Desde Isaac Newton (1643 - 1727) sabe-se que as marés são devidas às forças de atração
gravitacional da Lua e do Sol sobre a Terra; os efeitos de maré causados pela
Lua são um pouco mais do dobro daqueles causados pelo Sol. As marés ocorrem
porque o campo gravitacional, que tanto a Lua quanto o Sol exercem sobre pontos
diferentes da Terra, é variável em intensidade e orientação. Essa variação se
deve ao fato de que o raio da Terra não é desprezível frente às distâncias ao
centro de qualquer um dos dois astros.
As águas oceânicas, que se estendem por amplas regiões da
Terra, acabam sofrendo diferentes atrações gravitacionais pela Lua ou pelo Sol,
o que vem a ocasionar as marés. Mas não há efeito de maré em uma região com
volume tão pequeno quanto o de uma bacia (ou até mesmo o de um açude), pois
distintos pontos dessa região estão eqüidistantes do astro atrator. Da mesma
forma, os líquidos no útero da mãe (ou no bulbo capilar) não sofrem efeitos de
maré. Adicionalmente, cabe notar que as maiores marés ocorrem em Lua Cheia e em
Lua Nova, quando a Lua e o Sol estão quase alinhados com a Terra e a composição
das duas forças de maré resulta ser máxima; na Lua Minguante ou Crescente as
marés são menores. Entretanto, as marés acontecem em qualquer dia e não apenas
em mudanças de fase da Lua. Conclui-se então que, se realmente nascessem mais
bebês em mudanças de fase da Lua, tal fato não poderia ser atribuído aos efeitos
de maré.
A fim de encontrar indícios a favor ou contra a tão difundida crença
popular de relação entre nascimentos de crianças e as fases da Lua, utilizei
dados dos arquivos sobre candidatos a concursos vestibulares da Universidade
Federal do Rio Grande do Sul. A partir as datas de nascimento dos candidatos, e
com auxílio de tabelas de lunação fornecidas pelo Observatório Nacional,
determinei em que dia do mês lunar cada candidato havia nascido. Um total de
93124 datas de nascimento constituem este estudo; 90% desses candidatos nasceram
entre 1967 e 1983. Os restantes 10% nasceram entre 1930 e 1967.

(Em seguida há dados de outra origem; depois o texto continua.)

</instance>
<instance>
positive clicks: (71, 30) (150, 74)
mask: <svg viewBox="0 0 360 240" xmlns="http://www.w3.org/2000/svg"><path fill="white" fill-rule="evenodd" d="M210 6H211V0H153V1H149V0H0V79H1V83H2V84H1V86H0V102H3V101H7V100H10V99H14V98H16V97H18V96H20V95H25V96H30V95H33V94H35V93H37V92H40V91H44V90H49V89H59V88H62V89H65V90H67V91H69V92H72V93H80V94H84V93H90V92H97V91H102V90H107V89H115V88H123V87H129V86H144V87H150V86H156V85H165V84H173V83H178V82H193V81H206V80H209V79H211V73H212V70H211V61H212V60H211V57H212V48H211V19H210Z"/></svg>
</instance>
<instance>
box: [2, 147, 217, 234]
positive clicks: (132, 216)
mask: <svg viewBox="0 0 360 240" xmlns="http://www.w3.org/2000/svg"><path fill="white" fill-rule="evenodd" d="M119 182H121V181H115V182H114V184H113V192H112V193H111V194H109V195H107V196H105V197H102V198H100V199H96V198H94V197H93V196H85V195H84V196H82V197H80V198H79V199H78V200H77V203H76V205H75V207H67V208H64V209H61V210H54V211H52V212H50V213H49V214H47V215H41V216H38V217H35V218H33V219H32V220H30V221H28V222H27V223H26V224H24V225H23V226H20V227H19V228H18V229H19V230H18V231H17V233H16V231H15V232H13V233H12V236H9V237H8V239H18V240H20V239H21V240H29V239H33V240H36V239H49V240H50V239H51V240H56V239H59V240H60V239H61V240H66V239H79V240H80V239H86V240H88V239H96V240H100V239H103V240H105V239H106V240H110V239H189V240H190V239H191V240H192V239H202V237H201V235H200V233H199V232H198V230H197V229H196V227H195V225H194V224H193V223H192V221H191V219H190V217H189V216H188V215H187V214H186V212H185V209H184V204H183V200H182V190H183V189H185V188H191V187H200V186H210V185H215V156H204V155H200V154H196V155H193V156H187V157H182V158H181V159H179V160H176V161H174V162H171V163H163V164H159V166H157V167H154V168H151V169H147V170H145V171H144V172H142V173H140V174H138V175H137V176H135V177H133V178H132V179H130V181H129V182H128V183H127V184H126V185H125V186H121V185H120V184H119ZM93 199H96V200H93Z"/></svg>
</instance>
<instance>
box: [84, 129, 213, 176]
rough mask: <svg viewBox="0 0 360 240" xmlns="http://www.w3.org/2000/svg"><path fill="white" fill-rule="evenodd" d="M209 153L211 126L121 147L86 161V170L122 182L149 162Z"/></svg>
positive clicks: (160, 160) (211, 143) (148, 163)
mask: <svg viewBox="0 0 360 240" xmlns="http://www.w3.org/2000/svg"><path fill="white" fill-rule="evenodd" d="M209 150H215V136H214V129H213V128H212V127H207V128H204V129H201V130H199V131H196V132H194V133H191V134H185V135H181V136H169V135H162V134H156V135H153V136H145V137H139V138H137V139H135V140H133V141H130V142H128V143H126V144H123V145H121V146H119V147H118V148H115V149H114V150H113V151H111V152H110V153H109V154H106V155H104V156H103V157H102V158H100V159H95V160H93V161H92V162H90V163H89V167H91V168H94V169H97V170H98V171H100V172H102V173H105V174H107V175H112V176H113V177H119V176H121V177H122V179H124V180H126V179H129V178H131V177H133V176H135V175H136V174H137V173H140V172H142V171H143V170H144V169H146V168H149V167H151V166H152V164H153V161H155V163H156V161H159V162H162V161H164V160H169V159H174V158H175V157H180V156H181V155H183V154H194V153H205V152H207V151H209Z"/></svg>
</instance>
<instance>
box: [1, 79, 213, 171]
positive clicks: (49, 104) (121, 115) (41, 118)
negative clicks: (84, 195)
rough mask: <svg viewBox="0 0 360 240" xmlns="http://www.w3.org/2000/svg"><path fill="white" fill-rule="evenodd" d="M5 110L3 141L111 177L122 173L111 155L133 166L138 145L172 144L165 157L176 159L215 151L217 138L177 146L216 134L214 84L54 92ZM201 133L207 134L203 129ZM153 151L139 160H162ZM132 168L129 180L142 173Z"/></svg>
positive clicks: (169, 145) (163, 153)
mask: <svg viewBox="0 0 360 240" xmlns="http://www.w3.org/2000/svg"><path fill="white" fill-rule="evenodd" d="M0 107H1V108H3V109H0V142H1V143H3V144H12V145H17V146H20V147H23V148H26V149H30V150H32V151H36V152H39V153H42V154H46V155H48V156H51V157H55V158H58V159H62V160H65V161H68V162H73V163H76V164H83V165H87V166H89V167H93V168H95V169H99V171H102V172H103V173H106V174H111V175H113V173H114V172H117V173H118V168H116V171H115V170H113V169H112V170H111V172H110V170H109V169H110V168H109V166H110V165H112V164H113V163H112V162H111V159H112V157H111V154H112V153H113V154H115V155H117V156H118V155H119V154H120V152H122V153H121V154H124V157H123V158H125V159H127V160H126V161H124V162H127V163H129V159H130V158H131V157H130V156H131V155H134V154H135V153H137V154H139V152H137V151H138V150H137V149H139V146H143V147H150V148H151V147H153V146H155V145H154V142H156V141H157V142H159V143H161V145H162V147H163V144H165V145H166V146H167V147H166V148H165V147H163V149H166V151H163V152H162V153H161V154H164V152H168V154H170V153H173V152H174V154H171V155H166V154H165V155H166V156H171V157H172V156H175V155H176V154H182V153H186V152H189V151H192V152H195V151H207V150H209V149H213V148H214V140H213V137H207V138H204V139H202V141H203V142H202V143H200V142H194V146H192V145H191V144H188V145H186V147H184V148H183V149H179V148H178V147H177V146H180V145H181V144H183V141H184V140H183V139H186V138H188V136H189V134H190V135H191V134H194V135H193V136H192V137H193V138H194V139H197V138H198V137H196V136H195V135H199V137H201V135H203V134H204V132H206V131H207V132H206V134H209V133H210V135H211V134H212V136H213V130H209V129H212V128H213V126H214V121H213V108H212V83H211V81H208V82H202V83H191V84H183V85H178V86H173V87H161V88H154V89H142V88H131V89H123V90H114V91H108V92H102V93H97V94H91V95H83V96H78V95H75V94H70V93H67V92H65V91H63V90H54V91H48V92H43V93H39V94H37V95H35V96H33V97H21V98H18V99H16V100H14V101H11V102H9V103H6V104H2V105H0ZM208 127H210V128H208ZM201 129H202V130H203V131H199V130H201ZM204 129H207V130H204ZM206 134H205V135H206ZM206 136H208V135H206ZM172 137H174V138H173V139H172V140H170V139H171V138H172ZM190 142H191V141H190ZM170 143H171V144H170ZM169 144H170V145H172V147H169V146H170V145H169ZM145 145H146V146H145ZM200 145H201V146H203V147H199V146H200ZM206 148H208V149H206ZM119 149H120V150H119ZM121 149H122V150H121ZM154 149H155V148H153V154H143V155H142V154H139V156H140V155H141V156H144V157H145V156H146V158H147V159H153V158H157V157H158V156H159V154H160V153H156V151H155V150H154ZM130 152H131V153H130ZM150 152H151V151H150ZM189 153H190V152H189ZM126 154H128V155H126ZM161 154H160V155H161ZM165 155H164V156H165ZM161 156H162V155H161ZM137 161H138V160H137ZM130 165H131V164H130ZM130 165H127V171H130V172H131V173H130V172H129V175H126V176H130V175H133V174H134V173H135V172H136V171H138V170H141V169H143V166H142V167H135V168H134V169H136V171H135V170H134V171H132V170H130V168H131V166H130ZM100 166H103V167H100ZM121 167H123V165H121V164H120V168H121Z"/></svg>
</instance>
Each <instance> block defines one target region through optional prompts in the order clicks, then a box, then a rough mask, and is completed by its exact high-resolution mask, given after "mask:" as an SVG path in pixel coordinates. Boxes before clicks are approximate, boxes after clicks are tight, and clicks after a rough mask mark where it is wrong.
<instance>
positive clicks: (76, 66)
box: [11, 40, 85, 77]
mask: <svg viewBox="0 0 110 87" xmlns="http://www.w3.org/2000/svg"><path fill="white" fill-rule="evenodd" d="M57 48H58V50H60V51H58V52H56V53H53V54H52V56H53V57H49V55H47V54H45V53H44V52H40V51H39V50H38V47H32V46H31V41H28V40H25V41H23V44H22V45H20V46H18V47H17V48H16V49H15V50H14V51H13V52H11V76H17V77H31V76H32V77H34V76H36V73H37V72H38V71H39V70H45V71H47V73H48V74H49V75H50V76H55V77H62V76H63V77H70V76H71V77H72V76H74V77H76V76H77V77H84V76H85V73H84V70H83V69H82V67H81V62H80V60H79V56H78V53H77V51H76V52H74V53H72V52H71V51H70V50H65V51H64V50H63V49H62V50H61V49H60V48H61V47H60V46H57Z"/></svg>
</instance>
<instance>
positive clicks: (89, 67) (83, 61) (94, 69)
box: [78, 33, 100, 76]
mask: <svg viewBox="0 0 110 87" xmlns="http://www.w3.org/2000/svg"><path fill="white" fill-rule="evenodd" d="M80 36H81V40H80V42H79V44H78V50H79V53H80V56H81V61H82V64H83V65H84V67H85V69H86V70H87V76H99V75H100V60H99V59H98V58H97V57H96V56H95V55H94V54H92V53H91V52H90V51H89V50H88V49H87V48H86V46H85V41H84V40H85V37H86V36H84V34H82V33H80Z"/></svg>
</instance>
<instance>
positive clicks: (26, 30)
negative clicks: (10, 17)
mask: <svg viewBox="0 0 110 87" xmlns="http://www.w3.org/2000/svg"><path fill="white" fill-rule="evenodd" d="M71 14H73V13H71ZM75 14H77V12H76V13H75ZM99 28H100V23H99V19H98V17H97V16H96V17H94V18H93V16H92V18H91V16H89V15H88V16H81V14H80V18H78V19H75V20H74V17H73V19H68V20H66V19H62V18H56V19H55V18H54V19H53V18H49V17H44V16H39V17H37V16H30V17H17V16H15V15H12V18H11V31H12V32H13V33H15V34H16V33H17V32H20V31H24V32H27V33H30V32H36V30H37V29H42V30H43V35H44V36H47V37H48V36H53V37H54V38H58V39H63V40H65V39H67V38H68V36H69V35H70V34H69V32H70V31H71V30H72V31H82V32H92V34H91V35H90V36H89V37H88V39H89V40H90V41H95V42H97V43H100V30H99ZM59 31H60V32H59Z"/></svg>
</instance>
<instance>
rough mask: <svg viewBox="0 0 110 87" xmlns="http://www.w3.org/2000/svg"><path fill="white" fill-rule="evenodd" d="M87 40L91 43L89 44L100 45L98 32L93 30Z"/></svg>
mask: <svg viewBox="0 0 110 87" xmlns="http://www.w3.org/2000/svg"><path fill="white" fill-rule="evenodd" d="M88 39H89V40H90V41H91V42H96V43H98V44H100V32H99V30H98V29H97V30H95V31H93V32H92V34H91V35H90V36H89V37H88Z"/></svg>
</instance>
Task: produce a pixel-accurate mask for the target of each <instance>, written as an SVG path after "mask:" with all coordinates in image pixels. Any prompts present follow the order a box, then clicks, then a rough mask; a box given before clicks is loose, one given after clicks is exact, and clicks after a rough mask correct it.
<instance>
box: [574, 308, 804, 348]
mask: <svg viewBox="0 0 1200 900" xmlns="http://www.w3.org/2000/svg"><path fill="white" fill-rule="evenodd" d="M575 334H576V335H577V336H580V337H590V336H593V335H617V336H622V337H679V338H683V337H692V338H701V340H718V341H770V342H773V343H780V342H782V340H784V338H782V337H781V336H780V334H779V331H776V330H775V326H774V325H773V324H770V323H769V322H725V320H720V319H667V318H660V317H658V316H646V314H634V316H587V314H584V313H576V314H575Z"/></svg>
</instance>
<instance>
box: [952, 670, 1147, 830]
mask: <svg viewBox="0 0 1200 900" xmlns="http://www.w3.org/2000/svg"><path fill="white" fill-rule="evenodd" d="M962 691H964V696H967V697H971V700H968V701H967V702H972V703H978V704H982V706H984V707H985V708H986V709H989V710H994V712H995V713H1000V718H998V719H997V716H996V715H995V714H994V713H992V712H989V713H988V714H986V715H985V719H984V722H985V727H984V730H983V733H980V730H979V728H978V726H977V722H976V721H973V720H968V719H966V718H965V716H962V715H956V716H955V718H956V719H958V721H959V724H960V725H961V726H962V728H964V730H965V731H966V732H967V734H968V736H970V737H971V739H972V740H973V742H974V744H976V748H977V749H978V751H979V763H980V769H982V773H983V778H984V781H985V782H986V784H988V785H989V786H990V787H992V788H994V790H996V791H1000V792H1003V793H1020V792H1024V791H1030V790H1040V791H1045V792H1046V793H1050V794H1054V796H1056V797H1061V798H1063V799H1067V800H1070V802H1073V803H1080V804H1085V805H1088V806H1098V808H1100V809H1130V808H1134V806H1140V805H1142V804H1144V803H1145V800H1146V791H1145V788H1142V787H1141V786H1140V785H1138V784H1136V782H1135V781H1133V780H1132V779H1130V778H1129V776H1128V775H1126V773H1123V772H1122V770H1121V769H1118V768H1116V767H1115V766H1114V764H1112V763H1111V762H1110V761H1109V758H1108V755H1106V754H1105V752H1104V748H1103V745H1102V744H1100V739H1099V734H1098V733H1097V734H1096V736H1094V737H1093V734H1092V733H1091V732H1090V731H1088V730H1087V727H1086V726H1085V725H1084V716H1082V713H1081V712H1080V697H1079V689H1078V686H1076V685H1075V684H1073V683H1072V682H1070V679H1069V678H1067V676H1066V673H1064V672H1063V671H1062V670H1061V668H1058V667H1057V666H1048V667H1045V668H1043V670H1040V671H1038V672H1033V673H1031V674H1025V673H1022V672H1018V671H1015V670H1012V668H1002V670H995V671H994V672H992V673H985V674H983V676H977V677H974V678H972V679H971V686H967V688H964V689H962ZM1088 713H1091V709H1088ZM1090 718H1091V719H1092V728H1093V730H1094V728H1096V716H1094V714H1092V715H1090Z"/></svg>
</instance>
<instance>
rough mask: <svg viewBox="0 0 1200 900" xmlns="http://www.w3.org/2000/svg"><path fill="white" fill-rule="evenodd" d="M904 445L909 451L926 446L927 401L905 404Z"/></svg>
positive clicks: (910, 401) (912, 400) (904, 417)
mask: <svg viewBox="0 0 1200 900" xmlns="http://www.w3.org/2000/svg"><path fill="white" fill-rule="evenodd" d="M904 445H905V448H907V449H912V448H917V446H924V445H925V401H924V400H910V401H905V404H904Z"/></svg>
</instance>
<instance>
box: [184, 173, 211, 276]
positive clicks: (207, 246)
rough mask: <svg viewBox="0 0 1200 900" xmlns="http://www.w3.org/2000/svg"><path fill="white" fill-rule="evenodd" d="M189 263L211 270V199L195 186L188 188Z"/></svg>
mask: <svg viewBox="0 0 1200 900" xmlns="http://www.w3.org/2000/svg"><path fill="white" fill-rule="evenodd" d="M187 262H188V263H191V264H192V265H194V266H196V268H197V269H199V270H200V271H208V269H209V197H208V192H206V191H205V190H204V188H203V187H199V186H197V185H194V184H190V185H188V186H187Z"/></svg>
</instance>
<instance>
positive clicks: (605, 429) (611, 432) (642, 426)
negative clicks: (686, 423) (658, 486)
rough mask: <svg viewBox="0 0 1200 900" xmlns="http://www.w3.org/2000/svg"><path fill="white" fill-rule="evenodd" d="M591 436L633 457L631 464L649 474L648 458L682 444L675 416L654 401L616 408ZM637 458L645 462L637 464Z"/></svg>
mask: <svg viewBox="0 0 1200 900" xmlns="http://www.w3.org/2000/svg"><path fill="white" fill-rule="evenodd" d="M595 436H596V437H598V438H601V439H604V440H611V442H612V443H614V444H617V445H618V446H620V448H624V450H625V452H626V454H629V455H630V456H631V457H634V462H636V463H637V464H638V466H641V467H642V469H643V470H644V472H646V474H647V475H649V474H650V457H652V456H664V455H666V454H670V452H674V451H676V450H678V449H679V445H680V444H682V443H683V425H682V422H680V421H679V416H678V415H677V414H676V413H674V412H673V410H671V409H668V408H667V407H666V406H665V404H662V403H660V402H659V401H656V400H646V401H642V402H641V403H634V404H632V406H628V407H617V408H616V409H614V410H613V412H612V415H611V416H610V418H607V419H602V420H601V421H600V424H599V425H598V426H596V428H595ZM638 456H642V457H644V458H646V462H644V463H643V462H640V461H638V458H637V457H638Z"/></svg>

O gráfico de barras representa o número de nascimentos em dias de mudança
de fase da Lua (Nova, Crescente, Cheia e Minguante), bem como nos três dias
anteriores (-3, -2 e -1) e nos três dias posteriores (+1, +2 e +3) a cada
mudança.
Gráfico do número de
nascimentos em função do dia do mês lunar.
Observa-se no gráfico que o
número de nascimentos oscila em torno de 3300 por dia. O extremo superior no
número de nascimentos ocorre no dia posterior à Lua Nova (3425 nascimentos); o
inferior acontece três dias antes da Lua Cheia (3210 nascimentos). Um teste de
significância estatística permite concluir que as diferenças no número de
nascimentos ao longo do mês lunar estão dentro dos limites atribuíveis ao acaso
(c 2 = 24,93; p =
0,579). Ou seja, não há nenhuma evidência nesses dados de que em algum dia do
mês lunar nasçam mais ou menos bebês do que em outro, além das flutuações que
podem ocorrer por mero acaso.
Dessa forma, o resultado do estudo contradiz a alegação que em mudanças
de fase da Lua aumenta o número de nascimentos.
Serão verdadeiras as outras
tantas influências atribuídas à Lua pela sabedoria popular?